Helms-Burton Act Title III Attacks International Law, Cuban FM Says
Havana, Apr 17 (Prensa Latina) Cuba’s Foreign Minister, Bruno Rodriguez, has accused the Trump administration on Wednesday of attacking international law and sovereignty by activating Title III of the Helms-Burton Act, an initiative aimed at changing Cuba’s regime.Shortly after Secretary of State Mike Pompeo announced on Twitter Washington’s decision to allow claims in U.S. courts over ‘confiscated’ property (as they call nationalizations done in the wake of the triumph of the Cuban Revolution), Rodriguez expressed his strong rejection in social media.
‘This is an attack on Cuban and other States’ sovereignty, considering the extraterritorial character of Title III, aimed at depriving Cuba of foreign investments, threatening current and potential partners,’ he underscored.
‘US escalating aggressiveness against Cuba will fail. As in Bay of Pigs, we will overcome,’ he wrote regarding the celebration these days (April 19) of the first great defeat of US imperialism in Latin America, after the defeat in the 1961 over a US-led mercenary invasion through Bay of Pigs, south central Cuba.

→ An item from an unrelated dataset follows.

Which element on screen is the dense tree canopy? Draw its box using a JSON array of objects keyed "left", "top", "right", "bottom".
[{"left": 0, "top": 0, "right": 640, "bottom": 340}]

To harden the blockade on the island, Pompeo alleged Cuba had not moved toward democracy and had ‘exported oppression to Venezuela.’
The Director General of the US Office in the Cuban Ministry of Foreign Affairs, Carlos Fernandez de Cossio, said the decision announced on Wednesday is another attempt to hit the Cuban economy, which has been the target of fierce economic war for almost 60 years.
While this measure demonstrates Washington’s ability to cause harm, it shows above all its failure to bend the will of Cubans to defend their sovereignty, he added.
Cuba Ratifies that Helms-Burton Act Is Inapplicable
The law, approved by the People’s Power National Assembly, declares that the anti-Cuba act is illegal, inapplicable and lacks any legal value or effect. ‘Consequently, any lawsuits under it by individuals or legal entities, whatever their citizenship or nationality, are null,’ the law notes.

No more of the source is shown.